Text to speech turns the model's reply into audio. It is the most visible part of the stack — customers hear it, they form an instant opinion about it, and they do not forget. That makes TTS the part of the pipeline that teams over-tune first and under-tune everywhere else.
Four axes that matter
- Naturalness — does it sound like a person, or like a robot reading?
- Latency to first byte — how fast does the first word come back after generation starts?
- Language coverage — does it sound good in the language and accent your customer actually speaks?
- Cost — TTS adds up fast at real call volume; the provider you pick matters.
What we wire up
Vocily AI separates TTS from the rest of the pipeline so teams can pick the voice that fits the use case, without redesigning the rest of the agent. Today the platform supports four providers, each with a different sweet spot.
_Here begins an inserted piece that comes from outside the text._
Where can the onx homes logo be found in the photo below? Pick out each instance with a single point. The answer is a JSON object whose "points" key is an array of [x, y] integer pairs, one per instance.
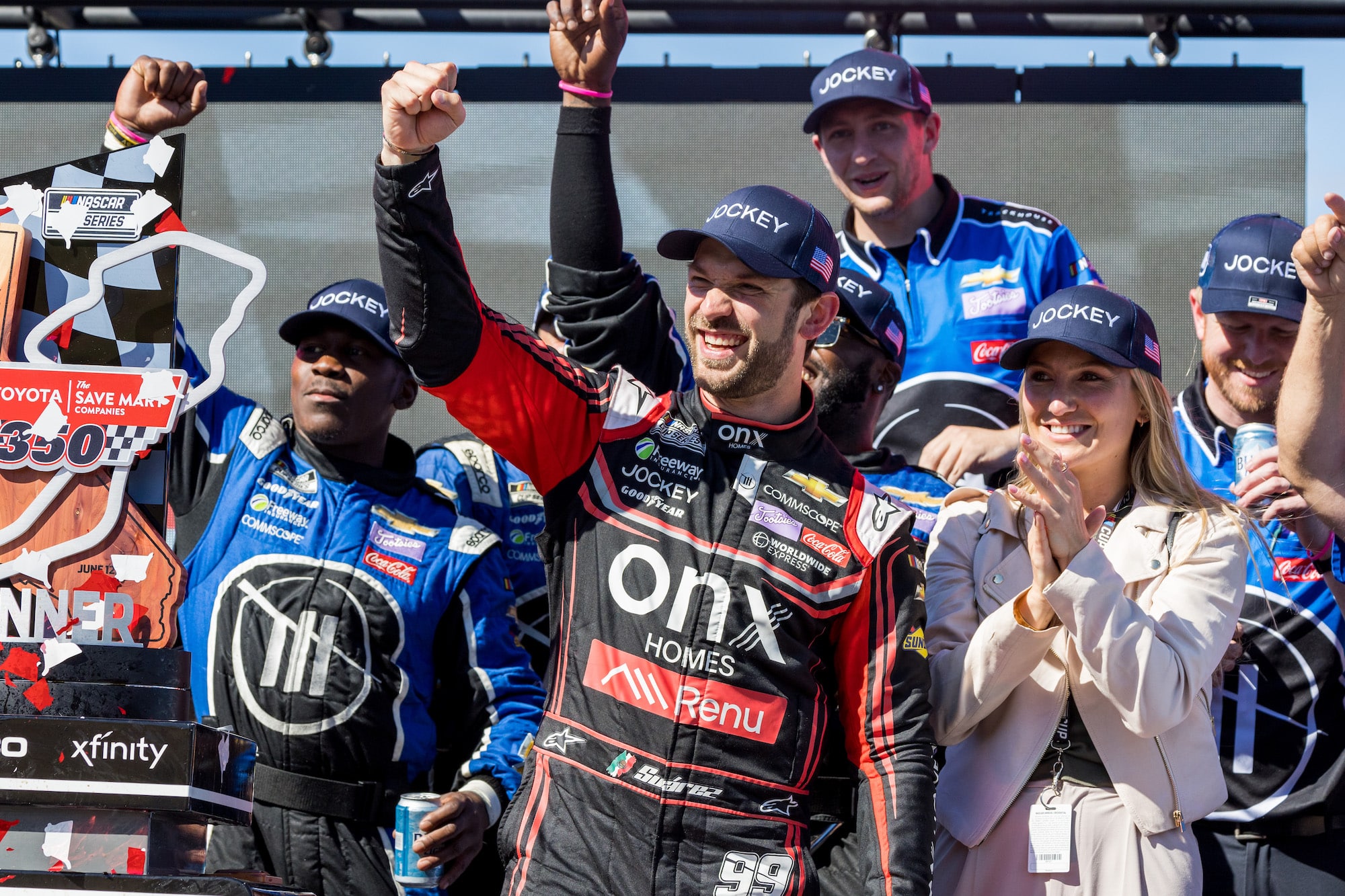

- Sarvam (Bulbul) — Indian-language voices including Hindi, Hinglish auto, and regional languages.
- Smallest (Lightning) — low-latency Indian-language playback when responsiveness matters more than expressiveness.
- Cartesia (Sonic) — English voices tuned for low latency.
- ElevenLabs (Turbo) — expressive English voices when the brand wants more character.
Naturalness is not just the model
Even the best TTS sounds wrong if it pronounces a brand name funny, breaks a long number in the wrong place, or stresses the wrong syllable. Most of this is solved by feeding the model cleaner text — using SSML hints, normalising numbers ahead of time, and treating names as protected tokens. The model only does what you let it do.